En Suisse, le paradigme de l’investissement social connaît une application limitée. Ainsi, la recherche présente la Suisse comme une version light de l’État d’investissement social. D’une part, les idées liées au paradigme de l’investissement social ont significativement pesé sur la politique sociale suisse au cours des 10 à 15 dernières années, comme le montre la priorité accordée à l’activation et à la réinsertion professionnelle dans les réformes de l’assurance-invalidité, de l’assurance-chômage et des normes de la Conférence suisse des institutions d’action sociale (CSIAS). D’autre part, la portée des mesures de politique familiale et des investissements dans l’éducation de la petite enfance, qui jouent un rôle central dans la stratégie d’investissement social axée sur la prévention, est restée relativement limitée en Suisse. Cela s’explique probablement par l’importance des compétences communales et cantonales dans le champ de la famille et de la petite enfance, ainsi que par le manque de consensus politique en faveur d’un élargissement des mesures de politique familiale.

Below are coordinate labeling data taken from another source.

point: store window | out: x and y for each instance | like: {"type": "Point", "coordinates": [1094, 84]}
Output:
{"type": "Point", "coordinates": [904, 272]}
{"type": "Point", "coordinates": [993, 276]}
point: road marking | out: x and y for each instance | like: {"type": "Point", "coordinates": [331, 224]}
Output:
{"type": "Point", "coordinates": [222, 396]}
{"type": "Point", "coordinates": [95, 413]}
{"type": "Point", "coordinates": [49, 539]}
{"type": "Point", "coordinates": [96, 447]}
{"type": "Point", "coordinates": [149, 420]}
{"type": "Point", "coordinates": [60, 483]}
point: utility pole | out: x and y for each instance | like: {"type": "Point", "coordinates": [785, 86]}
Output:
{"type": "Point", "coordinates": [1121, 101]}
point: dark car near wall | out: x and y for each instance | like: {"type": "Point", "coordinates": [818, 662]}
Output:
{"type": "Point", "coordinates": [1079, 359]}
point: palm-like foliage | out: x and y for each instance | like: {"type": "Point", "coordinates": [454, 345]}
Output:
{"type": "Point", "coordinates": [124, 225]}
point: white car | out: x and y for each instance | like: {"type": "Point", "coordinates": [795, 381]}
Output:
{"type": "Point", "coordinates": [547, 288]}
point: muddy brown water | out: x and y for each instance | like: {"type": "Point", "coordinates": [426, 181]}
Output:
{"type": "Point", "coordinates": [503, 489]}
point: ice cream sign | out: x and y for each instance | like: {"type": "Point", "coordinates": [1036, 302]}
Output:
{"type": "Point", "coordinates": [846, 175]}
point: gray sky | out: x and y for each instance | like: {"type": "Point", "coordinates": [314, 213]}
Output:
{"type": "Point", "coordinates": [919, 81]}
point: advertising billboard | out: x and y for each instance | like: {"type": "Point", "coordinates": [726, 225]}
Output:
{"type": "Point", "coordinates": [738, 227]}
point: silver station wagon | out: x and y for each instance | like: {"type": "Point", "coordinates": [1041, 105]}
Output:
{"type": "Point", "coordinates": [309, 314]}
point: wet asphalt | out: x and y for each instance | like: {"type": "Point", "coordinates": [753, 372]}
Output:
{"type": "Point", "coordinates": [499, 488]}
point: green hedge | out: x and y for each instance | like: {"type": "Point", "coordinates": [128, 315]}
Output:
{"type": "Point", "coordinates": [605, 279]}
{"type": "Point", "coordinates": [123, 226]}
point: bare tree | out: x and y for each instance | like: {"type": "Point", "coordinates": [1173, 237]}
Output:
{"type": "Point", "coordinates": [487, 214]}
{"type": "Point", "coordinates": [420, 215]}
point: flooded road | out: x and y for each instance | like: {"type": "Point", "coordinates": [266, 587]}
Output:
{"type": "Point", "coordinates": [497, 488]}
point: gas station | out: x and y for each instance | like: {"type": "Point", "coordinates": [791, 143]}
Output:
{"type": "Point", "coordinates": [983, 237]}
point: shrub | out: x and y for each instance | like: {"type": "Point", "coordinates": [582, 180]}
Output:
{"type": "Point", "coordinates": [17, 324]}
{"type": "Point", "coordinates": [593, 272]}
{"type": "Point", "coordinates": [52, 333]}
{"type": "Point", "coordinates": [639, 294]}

D’un point de vue général, on observe que la promesse de l’État d’investissement social d’améliorer la compétitivité et d’éviter certains coûts en investissant dans le bien commun fait de plus en plus l’objet de critiques. Dans une publication qui résume l’état de la recherche pour la Suisse, Jean-Michel Bonvin et Stephan Dahmen énumèrent comme points de débat fondamentaux la difficulté à définir ce qu’est un investissement social et à calculer avec précision sa rentabilité, ainsi que le risque de réduction des droits sociaux que la focalisation sur les objectifs économiques de la politique sociale peut entraîner. Dans une perspective de genre, l’universalisation du citizen-worker et la dévalorisation des activités de care qui l’accompagne sont aussi problématiques. En outre, les débats internationaux mettent l’accent sur la faible efficacité de l’État d’investissement social pour faire reculer la pauvreté, notamment parce qu’il existe un gradient social dans le recours aux politiques d’investissement social. La recherche révèle que, dans l’aide sociale suisse aussi, une forme de « logique d’investissement » s’est imposée, qui s’accompagne d’une sélectivité renforcée des offres de l’État social, entraînant un effet Matthieu : on tend alors à donner davantage à ceux qui sont plus favorisés ou moins vulnérables, car ils sont susceptibles de générer des retours sur investissement plus élevés. Ainsi, il existe toujours le risque que les perdants de l’État d’investissement social soient ceux dans lesquels il n’est même plus « rentable » d’investir.
Références
Bonvin, J.-M. & Dahmen, S. (Hrsg.). (2017). Reformieren durch Investieren ? Chancen und Grenzen des Sozialinvestitionsstaats in der Schweiz / Investir dans la protection sociale : atouts et limites pour la Suisse. Zürich : Seismo.Hemerijck, A. (Ed.). (2017). The uses of social investment. Oxford : Oxford University Press.
Morel, N., Palier, B. & Palme, J. (2012). Towards a social investment welfare state ? Ideas, policies and challenges. Bristol : Policy Press.